Les constats tirés de nos interventions dans les entreprises montrent que l'égalité ne peut progresser au détriment de la santé et que, inversement, les efforts faits pour améliorer les conditions de travail gagneront en pertinence si l'on prend en compte la situation différenciée des femmes et des hommes au travail.
Voici deux ans que le réseau ANACT développe, dans le cadre de l'actuel contrat de progrès, une approche « genrée » des conditions de travail. Il s'agit de considérer ensemble les enjeux de santé au travail et les enjeux d'égalité.
Je traiterai d'abord, à partir de quelques indicateurs, de l'impact différencié du travail sur la santé des femmes et des hommes, avant d'analyser « l'effet de genre » des conditions de travail, et je terminerai par quelques propositions destinées à aider les entreprises à lier actions en faveur de l'égalité et actions en faveur de la santé.

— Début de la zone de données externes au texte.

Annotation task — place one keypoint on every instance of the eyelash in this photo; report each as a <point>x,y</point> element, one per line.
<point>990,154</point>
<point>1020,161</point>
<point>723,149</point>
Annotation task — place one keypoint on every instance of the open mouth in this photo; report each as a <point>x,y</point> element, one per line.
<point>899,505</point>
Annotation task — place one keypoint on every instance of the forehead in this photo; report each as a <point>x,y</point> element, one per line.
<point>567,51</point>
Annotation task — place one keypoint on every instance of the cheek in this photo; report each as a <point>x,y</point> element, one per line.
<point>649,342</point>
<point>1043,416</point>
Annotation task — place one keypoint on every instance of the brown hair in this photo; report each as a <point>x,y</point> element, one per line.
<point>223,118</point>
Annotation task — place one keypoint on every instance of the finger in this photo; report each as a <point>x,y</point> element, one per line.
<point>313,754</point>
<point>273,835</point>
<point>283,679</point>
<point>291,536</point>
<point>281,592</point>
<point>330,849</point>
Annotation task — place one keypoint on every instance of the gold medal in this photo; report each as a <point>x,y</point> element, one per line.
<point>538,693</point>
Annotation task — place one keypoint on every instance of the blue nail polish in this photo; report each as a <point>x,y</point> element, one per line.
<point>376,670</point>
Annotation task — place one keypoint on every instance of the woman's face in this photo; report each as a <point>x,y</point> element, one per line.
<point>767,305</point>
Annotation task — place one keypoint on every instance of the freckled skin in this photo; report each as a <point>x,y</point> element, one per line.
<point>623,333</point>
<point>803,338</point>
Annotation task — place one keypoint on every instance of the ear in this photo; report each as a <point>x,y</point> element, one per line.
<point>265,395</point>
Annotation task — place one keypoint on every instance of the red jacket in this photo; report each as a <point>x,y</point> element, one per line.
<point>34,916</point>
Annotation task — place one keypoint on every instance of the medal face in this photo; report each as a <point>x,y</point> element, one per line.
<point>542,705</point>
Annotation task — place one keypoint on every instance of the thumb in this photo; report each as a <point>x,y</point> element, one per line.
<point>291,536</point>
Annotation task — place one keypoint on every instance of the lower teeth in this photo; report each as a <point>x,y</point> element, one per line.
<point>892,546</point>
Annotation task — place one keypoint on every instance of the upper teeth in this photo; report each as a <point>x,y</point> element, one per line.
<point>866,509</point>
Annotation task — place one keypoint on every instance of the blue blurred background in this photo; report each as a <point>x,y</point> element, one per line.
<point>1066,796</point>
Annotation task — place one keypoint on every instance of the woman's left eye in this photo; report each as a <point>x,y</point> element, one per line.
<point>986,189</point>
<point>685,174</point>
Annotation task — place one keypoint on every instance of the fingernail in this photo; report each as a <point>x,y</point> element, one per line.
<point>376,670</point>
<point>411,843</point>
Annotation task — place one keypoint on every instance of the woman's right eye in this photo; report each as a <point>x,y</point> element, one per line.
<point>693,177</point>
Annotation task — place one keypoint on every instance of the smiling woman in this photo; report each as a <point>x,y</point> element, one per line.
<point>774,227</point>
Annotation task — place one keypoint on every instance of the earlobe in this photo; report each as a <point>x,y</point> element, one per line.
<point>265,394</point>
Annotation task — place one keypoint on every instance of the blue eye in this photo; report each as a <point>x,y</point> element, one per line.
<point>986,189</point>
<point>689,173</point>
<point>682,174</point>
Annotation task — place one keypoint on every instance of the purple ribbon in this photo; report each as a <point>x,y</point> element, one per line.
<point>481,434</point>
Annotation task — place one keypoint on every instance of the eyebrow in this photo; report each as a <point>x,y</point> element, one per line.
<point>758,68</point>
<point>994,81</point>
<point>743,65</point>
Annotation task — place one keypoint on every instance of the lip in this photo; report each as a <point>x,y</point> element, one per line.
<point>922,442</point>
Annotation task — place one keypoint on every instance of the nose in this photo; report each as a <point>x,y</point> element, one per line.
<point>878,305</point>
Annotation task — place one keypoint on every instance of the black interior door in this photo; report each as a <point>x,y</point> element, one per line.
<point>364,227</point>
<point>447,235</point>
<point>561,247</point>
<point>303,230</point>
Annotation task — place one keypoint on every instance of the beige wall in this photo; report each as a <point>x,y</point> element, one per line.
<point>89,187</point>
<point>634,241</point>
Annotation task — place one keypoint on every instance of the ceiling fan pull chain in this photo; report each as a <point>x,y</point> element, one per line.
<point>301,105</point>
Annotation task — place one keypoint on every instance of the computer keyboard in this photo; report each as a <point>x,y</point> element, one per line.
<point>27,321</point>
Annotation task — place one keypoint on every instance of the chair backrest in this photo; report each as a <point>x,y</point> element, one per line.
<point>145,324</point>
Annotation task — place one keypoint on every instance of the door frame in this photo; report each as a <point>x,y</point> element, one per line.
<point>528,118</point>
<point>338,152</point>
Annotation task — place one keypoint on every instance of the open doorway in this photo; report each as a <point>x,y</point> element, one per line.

Les effets différenciés du travail sur les parcours professionnels sont relativement connus des partenaires sociaux – c'est tout le problème des « plafonds » ou des « parois de verre ». En revanche, les institutions chargées du travail et de la prévention, de même que les entreprises, ne produisent que peu de statistiques sexuées en matière de santé au travail, et elles les diffusent encore moins volontiers. Nous avons toutefois pu étudier celles de la Caisse nationale d'assurance maladie des travailleurs salariés (CNAM-TS) : elles révèlent des écarts importants selon le sexe, ce qui rejoint certains de nos diagnostics.
En 2008, les accidents du travail subis par des femmes représentent un tiers – 28,5 % exactement – des 700 000 accidents du travail. Sur la période 2000-2008, leur nombre a augmenté de 21 %, alors que celui des hommes a diminué de 13 %. Si l'on rapporte ce nombre à celui des actives ou des actifs en emploi, l'évolution est respectivement de + 8 % et de – 15 %.
Les secteurs dans lesquels la progression des accidents féminins a été la plus forte sont le BTP, le transport et l'énergie, la santé, le nettoyage, et le commerce non alimentaire. Les trois derniers sont des secteurs où prédomine l'emploi féminin mais, pour les deux premiers, cette progression montre que l'introduction des femmes dans des milieux masculins a pour elles des conséquences non négligeables en termes de santé. Je relève toutefois que, dans la métallurgie, le nombre d'accidents a baissé au cours de ces neuf années dans la même proportion pour les hommes et pour les femmes, à 1 % près.